Réservée aux cas adultes les plus complexes

« Il s’agit d’une structure de dernier recours, réservée aux cas les plus sévères de patients âgés de plus de 18 ans, précise le Dr Xavier Galvez. Elle est unique en son genre, inédite en France, car elle offre des soins mixtes, à la fois psychiatriques et nutritionnels, et regroupe une équipe d’une trentaine de personnes de toutes les compétences nécessaires : psychiatre addictologue, médecin nutritionniste, diététicien, psychologue, psychomotricien, infirmiers formés à la psychiatrie et à la nutrition… »

La présence d’une réanimation sur le site Haut-Lévêque permet de répondre aux situations les plus critiques. « L’anorexie présente un fort taux de mortalité : 20 % après 10 ans de maladie. Des décès liés, dans la majorité des cas, à une dénutrition ou à un suicide, rappelle le psychiatre. La boulimie, qui implique des vomissements, engendre des désordres hydro-électrolytiques, en particulier une perte de potassium, qui augmente de manière significative le risque d’arrêt cardiaque.
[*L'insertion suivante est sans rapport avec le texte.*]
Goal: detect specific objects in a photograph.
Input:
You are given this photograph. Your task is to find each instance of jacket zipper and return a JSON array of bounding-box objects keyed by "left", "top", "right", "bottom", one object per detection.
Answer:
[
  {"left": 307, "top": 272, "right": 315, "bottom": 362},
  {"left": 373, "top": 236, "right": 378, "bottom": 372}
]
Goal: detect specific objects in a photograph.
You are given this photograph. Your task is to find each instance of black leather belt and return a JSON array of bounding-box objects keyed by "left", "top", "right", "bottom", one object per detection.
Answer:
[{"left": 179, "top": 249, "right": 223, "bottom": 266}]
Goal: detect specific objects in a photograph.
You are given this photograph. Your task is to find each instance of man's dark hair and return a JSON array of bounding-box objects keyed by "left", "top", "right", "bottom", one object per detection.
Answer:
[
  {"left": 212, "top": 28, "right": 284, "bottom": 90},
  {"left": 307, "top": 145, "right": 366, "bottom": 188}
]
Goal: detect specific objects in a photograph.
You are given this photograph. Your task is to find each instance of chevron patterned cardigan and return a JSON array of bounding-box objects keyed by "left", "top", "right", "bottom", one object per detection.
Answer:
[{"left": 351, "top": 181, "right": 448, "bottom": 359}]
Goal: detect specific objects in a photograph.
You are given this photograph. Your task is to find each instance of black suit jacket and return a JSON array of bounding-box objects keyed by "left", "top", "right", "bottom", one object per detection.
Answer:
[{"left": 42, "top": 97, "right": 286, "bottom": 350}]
Quant à l’hyperphagie, elle conduit souvent à une obésité, qui multiplie le risque de développer des maladies métaboliques ».
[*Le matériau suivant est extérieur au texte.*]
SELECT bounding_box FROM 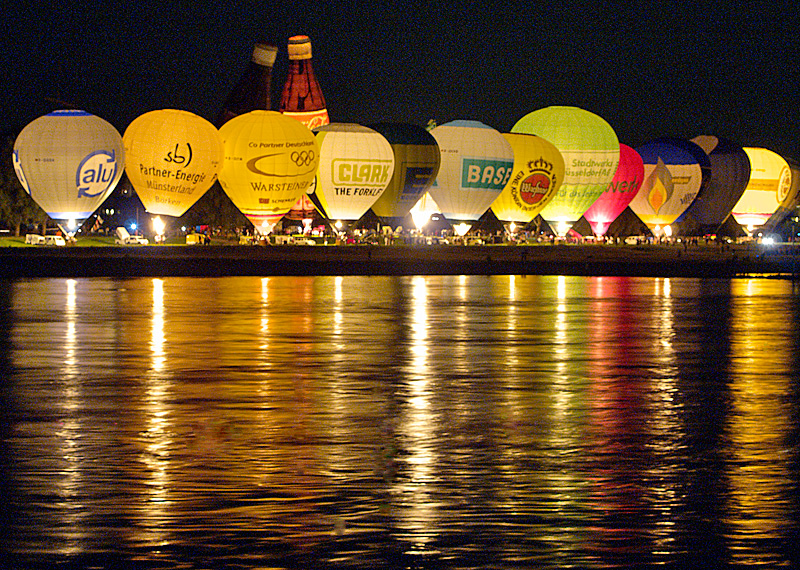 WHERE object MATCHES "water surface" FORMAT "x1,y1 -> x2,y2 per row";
0,276 -> 800,569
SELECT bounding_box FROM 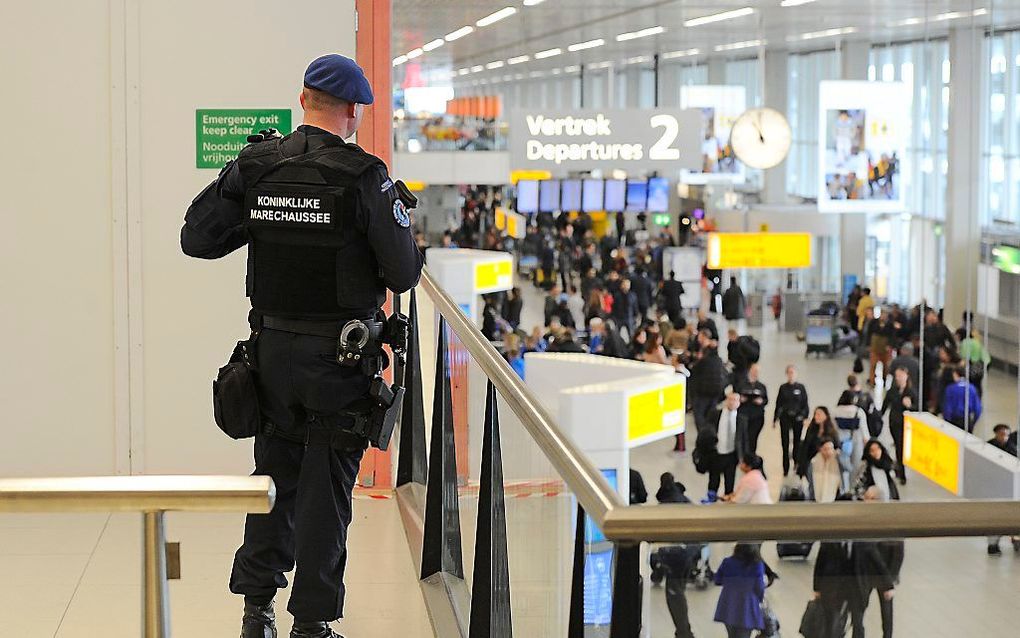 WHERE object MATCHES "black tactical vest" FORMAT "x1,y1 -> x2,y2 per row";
237,131 -> 386,320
Cette nouvelle structure de soins dispose de tout le matériel et du personnel nécessaires pour réaliser de nombreux examens utiles : échographie, ostéodensitométrie, évaluation de l’alimentation de chaque patient…
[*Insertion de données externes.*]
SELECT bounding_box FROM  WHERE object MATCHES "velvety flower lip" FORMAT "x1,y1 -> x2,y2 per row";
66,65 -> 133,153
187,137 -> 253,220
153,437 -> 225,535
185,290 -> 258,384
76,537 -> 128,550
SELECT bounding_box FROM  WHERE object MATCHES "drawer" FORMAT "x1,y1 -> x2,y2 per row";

Repas thérapeutiques et groupes de paroles aussi pour les proches

Des séances de cuisine sont dispensées pour travailler sur les repas thérapeutiques, réaliser les changements alimentaires nécessaires et surveiller les cas les plus sévères… Des soins de groupe sont également proposés pour vaincre l’isolement social, la honte et la culpabilité dont sont victimes les malades. D’autres groupes de paroles sont offerts aux proches, en particulier aux parents, également impactés, afin qu’ils puissent parler pour soulager leur souffrance.

Une structure indispensable mais qui pourrait rapidement être saturée par la demande croissante. Depuis 2005, la Fédération française Anorexie Boulimie (FFAB), association de professionnels de santé, et la Fédération nationale des associations liées aux TCA (FNA-TCA), association d’usagers et de familles, agissent conjointement pour le développement d’une filière de soins spécialisés de qualité, dimensionnée aux besoins de la population. Elles alertent constamment sur la situation très préoccupante en France (voir leur tribune publiée le 2 juin 2022 dans Le Monde), plus encore depuis l’aggravation causée par la crise sanitaire.